With the rise of intellectual property agreements between companies, one of the bigger challenges in patent law is not dealing with infringements by several parties. A patent lawyer would call this condition joint infringement. Let's explore what it is and the way courts are supposed to evaluate the problem.
When One Company Likes Another's Infringing IP a Lot
Many products and processes in the modern world are licensed to other parties or sold as services. For example, a cloud computing application might operate on top of tens or hundreds of licenses by the time you tally up the ones for the operating system, software, storage systems, and networking protocols. This opens questions about who is infringing against patents when infringement occurs. Likewise, it opens questions about who profits from the infringement.
Infringement Inside Infringement
This also means that liability is often something of a nesting doll. Inside one company's infringing usage, you'll potentially find several more parties who may knowingly or unknowingly participate.
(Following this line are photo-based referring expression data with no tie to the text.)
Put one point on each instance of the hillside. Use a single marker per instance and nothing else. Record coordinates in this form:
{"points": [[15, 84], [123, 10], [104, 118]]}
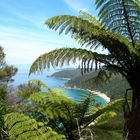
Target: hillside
{"points": [[114, 89], [73, 73]]}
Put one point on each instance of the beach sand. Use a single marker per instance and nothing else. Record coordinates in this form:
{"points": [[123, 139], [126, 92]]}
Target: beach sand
{"points": [[102, 95]]}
Some folks don't know it's happening because they believe their licenses insulate them from liability, or at least transfer liability to the direct infringer. Others see potential penalties as nothing but the cost of doing business. They'll pay a patent lawyer to defend their interests, suffer the penalties, and eventually try to negotiate it all down to a settlement that includes a license.
Establishing Direct Infringement
Under the current Supreme Court test for what counts as joint infringement, the first order of business for a plaintiff is to prove that one party directly infringed on the plaintiff's IP. This means the direct infringer exercises control over the intellectual property in question.
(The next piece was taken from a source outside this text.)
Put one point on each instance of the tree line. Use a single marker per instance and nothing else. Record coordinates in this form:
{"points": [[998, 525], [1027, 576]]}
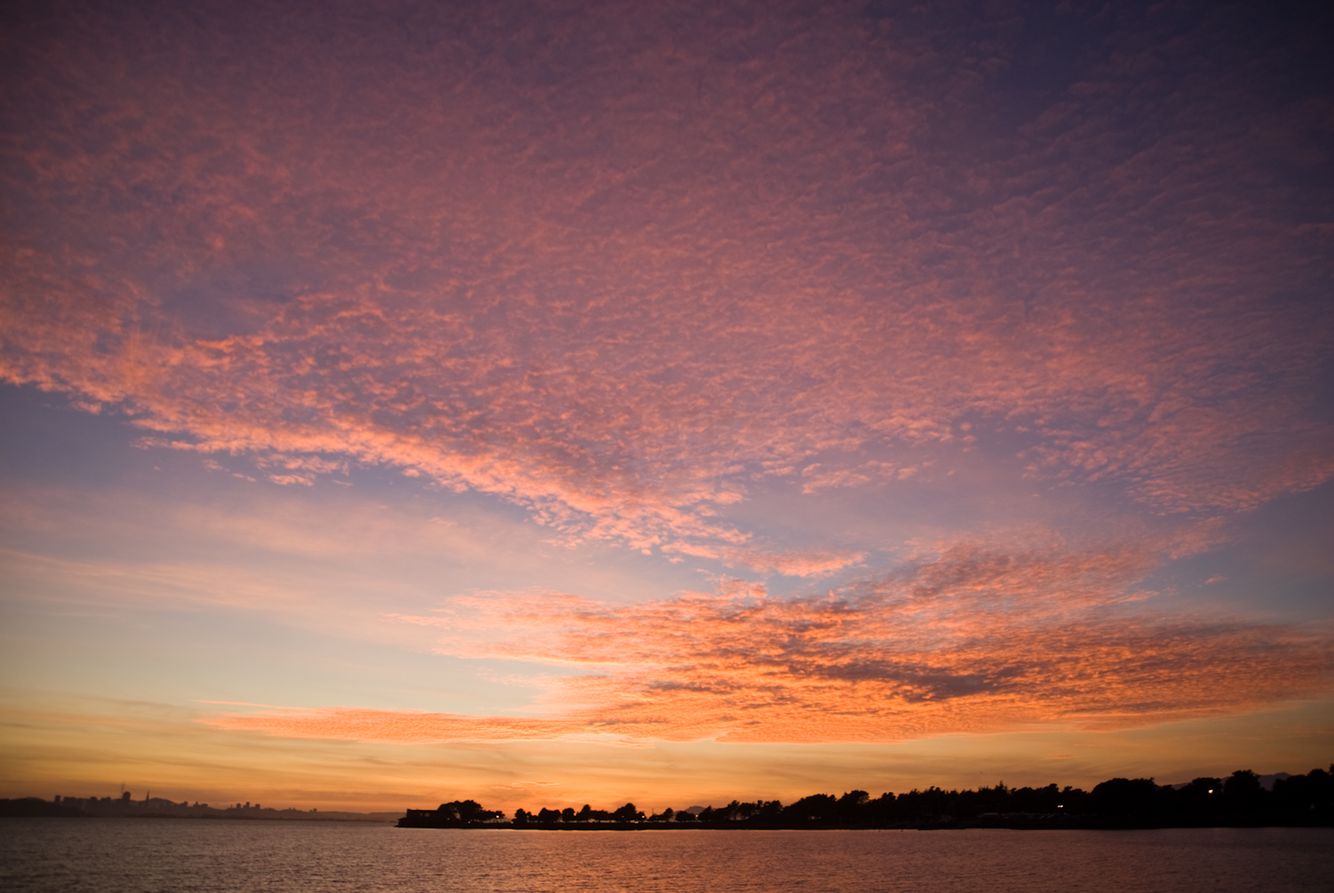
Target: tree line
{"points": [[1239, 800]]}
In the example of a cloud computing company, the direct infringer would be the services provider. They're inducing other parties to participate in the infringing actions when they sell cloud computing services to customers.
The Role of Control
To prove joint infringement, it's critical for a patent attorney to show that the direct infringer exercised control over the actions of the indirect infringers. If the indirect participants couldn't use the service without acting in accordance with the direct participant's instructions, then joint infringement wasn't present.
Especially with process and software patents, this is a big deal. Absent the control factor, someone could simply follow all of the steps involved in making use of the process or software in question without infringing on the patent holder's rights. If several parties jointly agree to the enterprise, though, they may be deemed jointly liable for infringement.